O Brasil é o quarto país na lista de maiores emissores de gases do efeito estufa. A frota nacional é responsável por 30% do problema. A região metropolitana de São Paulo é o ícone máximo dos engarrafamentos brasileiros. Por lá, circulam diariamente cinco milhões de veículos, ao longo de 17 mil quilômetros de vias. Em 1997, o transporte público era o meio para 51% das viagens na cidade. Em 2002, esse número encolheu para 47%. O automóvel passou a ser o principal meio de locomoção.
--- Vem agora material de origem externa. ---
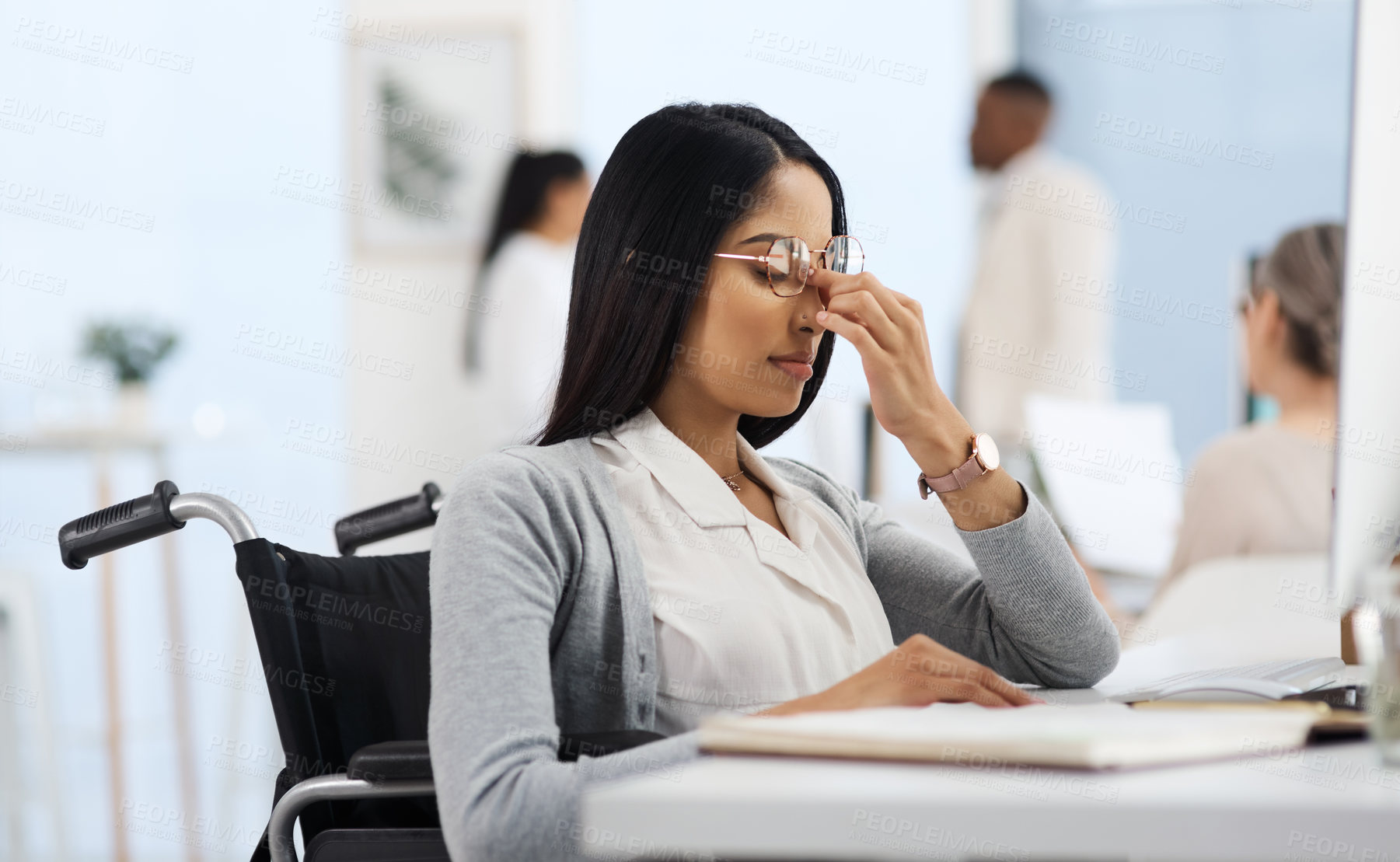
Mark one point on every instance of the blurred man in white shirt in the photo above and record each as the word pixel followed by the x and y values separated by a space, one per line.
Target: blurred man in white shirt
pixel 1045 245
500 novos veículos são licenciados todos os dias. Com uma média de 2,5 metros de comprimento, só para entrar na rua, eles demandam mais 1,25 km de vias. Nos horários de pico, os paulistanos perdem no trânsito cerca de 50% de tempo além do que deviam.

São Paulo adotou um sistema de rodízio baseado no número das placas. Com isso, retira das ruas, nos dias úteis, 20% da frota. Quem pode, comprou um segundo carro. Quem não teve dinheiro para isso, ficou com muita raiva de Fábio Feldman, na época secretário de Meio Ambiente, que instituiu o rodízio. Assim, com o tempo o efeito da medida se dilui, prejudicando os mais pobres e gerando o desperdício da aquisição de carros desnecessários.

Também não gera qualquer tipo de receita para a cidade. A arrecadação do pedágio urbano pode ser revertida para investimentos nas ruas e no meio ambiente. Foi assim em Oslo, onde o programa só foi aprovado depois que uma parte da receita foi atrelada a melhoramentos ambientais.

Será difícil convencer o brasileiro a pagar mais uma taxa. Faltarão também políticos para defender a idéia, já que a popularidade do pioneiro Fábio Feldman tomou um tombo com o rodízio. Mas acabaremos chegando lá. Todas as outras medidas para conter o avanço dos automóveis nas cidades são paliativas.